In de uitspraak van 26 november 2019 heeft de rechtbank geoordeeld dat het college in zijn aanvullende motivering voldoende heeft gemotiveerd waarom het ten aanzien van de tuinmuur niet wenst af te wijken van het bestemmingsplan. Ten aanzien van het terras heeft de rechtbank geoordeeld dat het college in zijn aanvullende motivering nog steeds is uitgegaan van het verkeerde uitgangspunt dat het terras geen onderdeel is van het gebouw. Het college heeft het in de tussenuitspraak geconstateerde gebrek dus niet hersteld, aldus de rechtbank. Daarom heeft de rechtbank het besluit van 9 januari 2018 vernietigd. Omdat het college het motiveringsgebrek ten aanzien van de tuinmuur heeft hersteld, heeft de rechtbank de rechtsgevolgen van dat onderdeel van het vernietigde besluit in stand gelaten. Het oordeel van de rechtbank houdt dus in dat [appellant] zowel het verhogen van de tuinmuur als het vergroten van het terras niet mocht realiseren.

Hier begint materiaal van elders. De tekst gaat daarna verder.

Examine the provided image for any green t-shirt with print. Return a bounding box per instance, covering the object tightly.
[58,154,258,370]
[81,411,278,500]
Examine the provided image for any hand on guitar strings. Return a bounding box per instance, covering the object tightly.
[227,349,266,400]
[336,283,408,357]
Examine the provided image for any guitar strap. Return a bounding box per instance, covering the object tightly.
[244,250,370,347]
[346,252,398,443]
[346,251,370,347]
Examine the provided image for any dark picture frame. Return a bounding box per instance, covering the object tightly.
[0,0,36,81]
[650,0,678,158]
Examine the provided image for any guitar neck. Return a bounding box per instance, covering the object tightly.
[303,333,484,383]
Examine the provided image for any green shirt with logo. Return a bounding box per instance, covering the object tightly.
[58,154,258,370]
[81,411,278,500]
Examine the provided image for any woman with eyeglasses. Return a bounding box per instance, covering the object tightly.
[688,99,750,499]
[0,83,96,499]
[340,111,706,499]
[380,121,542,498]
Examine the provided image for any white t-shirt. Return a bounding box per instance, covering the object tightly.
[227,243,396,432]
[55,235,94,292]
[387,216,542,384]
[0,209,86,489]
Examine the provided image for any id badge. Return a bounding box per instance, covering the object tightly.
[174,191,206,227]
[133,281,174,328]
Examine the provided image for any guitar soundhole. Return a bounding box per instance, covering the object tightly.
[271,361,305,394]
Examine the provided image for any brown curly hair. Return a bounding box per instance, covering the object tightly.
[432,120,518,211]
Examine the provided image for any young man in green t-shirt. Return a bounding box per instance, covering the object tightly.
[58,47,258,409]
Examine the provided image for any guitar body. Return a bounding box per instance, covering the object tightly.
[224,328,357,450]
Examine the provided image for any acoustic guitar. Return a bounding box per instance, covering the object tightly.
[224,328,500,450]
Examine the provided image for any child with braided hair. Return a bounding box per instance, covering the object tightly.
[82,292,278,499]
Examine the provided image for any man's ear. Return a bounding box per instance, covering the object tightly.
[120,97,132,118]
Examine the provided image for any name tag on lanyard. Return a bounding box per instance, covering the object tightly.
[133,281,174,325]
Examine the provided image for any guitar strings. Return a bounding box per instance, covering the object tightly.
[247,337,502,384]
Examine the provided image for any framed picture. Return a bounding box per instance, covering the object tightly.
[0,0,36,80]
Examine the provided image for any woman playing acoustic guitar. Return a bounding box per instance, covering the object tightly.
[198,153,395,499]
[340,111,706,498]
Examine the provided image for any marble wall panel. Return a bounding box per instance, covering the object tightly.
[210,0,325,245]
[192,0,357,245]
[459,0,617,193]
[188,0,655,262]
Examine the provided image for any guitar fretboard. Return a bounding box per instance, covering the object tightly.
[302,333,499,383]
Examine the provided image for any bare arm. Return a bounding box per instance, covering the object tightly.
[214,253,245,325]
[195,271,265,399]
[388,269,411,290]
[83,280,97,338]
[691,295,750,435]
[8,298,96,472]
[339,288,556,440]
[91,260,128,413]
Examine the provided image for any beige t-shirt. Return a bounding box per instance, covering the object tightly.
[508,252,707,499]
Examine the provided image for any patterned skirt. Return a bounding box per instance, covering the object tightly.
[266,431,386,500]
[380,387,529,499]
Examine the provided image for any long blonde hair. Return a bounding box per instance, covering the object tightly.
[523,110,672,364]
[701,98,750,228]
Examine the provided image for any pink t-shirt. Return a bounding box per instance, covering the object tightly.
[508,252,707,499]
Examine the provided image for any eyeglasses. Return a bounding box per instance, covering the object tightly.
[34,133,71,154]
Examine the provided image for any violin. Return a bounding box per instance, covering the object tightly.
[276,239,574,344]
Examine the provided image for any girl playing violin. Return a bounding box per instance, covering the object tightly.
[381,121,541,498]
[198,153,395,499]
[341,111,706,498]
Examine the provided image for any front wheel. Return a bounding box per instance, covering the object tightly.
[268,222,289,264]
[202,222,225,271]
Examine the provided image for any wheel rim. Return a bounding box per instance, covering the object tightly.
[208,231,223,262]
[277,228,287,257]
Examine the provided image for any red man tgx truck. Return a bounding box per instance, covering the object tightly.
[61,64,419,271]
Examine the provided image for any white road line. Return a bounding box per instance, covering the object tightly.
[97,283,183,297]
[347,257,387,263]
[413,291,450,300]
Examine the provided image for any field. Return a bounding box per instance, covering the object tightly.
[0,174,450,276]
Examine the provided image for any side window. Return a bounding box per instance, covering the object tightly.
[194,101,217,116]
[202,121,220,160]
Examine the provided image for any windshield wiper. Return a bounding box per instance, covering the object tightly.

4.    [appellant] betoogt dat de rechtbank ten onrechte heeft geoordeeld dat de verhoging van de tuinmuur en de vergroting van het terras in strijd zijn met het bestemmingsplan. Hij voert daartoe aan dat de rechtbank de tuinmuur en het terras ten onrechte aanmerkt als onderdeel van het hoofdgebouw. Volgens hem zijn de tuinmuur en het terras bouwwerken, geen gebouw zijnde, omdat de muur en het terras niet door wanden zijn omsloten en niet voor mensen toegankelijke overdekte ruimten zijn. Ook onder het terras bevindt zich geen voor mensen toegankelijke ruimte. De bouwwerken voldoen aan de bouwregels van het bestemmingsplan en de voor gebouwen geldende bouwregels van artikel 27.2.2 van de planregels zijn niet van toepassing. De rechtbank heeft dus de tuinmuur en het terras ten onrechte betrokken bij de vraag of het maximaal toegestane volume wordt overschreden, aldus [appellant].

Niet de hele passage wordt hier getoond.